Where the flow type represents an HTTP request as a type with four states:

  • we haven’t asked yet
  • we’ve asked, but we haven’t got a response yet
  • we got a response, but it was an error
  • we got a response, and it was the data we wanted

@nll/datum breaks the problem into smaller parts. Specifically, it looks at remote data as a cross between the temporal state, the existence of the data, and the error state.

The temporal has two states:

  • not getting data
  • getting data

The existence has two states as well:

  • data doesn’t exist
  • data exists

The error state is actually a substate of existence since an error is data too! This means that the error state can be wrapped in a type that handles time and existence later, depending on how we want to handle errors (for example, by using the Either adt).

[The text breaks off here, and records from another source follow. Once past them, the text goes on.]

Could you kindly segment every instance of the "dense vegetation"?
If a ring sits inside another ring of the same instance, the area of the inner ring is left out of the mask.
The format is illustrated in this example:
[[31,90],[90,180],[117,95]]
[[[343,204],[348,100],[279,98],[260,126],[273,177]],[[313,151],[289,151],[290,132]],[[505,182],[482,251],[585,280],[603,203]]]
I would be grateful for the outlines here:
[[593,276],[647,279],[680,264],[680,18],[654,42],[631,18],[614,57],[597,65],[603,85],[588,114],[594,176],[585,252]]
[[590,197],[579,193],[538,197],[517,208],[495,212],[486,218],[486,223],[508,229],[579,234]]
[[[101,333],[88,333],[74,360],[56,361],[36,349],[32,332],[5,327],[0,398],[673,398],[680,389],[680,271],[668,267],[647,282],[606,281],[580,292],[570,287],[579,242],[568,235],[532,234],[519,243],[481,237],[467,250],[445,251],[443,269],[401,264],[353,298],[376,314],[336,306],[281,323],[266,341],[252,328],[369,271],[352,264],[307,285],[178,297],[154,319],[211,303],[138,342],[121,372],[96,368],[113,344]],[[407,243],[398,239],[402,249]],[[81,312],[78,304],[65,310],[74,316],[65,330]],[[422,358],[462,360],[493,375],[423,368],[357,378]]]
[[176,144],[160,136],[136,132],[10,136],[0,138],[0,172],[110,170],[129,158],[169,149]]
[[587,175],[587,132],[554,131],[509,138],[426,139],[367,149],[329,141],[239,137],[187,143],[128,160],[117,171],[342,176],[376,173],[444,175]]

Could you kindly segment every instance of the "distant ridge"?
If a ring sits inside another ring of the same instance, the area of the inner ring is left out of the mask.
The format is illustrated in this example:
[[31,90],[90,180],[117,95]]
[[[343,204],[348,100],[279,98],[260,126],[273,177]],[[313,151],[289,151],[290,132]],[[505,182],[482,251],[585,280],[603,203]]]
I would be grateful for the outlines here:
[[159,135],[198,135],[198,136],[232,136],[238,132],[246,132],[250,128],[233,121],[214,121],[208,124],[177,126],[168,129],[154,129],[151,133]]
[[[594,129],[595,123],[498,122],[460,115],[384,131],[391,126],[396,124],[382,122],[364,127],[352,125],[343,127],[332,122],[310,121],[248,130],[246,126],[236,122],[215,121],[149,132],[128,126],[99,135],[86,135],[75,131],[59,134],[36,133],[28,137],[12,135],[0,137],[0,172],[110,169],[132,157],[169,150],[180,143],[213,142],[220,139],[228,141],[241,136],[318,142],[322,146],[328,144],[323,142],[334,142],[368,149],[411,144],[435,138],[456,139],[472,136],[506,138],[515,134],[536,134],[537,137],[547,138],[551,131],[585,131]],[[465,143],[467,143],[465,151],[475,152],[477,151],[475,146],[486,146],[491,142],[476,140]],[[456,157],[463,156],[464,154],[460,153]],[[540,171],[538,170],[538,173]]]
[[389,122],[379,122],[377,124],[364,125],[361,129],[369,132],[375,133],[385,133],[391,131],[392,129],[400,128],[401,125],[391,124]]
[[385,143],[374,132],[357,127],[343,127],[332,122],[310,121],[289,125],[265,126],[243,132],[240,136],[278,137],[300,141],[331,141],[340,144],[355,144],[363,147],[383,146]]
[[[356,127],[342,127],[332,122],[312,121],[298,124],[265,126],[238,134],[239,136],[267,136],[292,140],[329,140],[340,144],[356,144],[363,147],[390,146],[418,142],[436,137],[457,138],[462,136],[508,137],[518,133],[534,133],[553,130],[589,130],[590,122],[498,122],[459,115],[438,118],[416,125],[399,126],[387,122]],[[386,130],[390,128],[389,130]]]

Thus, the first real data type we define has the following states (with some new names):

  • Initial : not getting data and data doesn’t exist
  • Pending : getting data and data doesn’t exist
  • Replete : not getting data and data does exist
  • Refresh : getting data and data does exist

These four states allow the Datum type to handle cases where we are refreshing data that we already have. This is pretty useful in front end applications.

Next, we define a way (not the only way) to handle errors using Datum.

The DatumEither type

If you’ve evern used fp-ts before you may have run across types like TaskEither, IOEither, or ReaderEither. These types generally take something that can error and wrap it another type. For example, TaskEither and IOEither represent asynchronous and synchronous computation that can fail. ReaderEither represents (roughly) a dependency injection that can fail.

It should be no surprise that the temporal existence of data that can fail uses the Either adt too. Thus, we arrive at DatumEither.

Since the Initial and Pending states have no data, they remain unchanged. The Refresh and Replete states, however, have an Either as their data. So the new state tree looks like:

  • Initial : not getting data and data doesn’t exist
  • Pending : getting data and data doesn’t exist
  • Replete : not getting data and data does exist which is one of:
    • RepleteLeft : not getting data and data is an error
    • RepleteRight : not getting data and data is good
  • Refresh : getting data and data does exist which is one of:
    • RefreshLeft : getting data and data is an error
    • RefreshRight : getting data and data is good

The total number of states that DatumEither represents is six to flow’s four. However, with the added flexibility of DatumEither, refreshing data can now be represented.

The Future

Either isn’t the only type capable of representing errors. Occasionally, computations can partially fail. For these cases, Datum will eventually also wrap the These adt.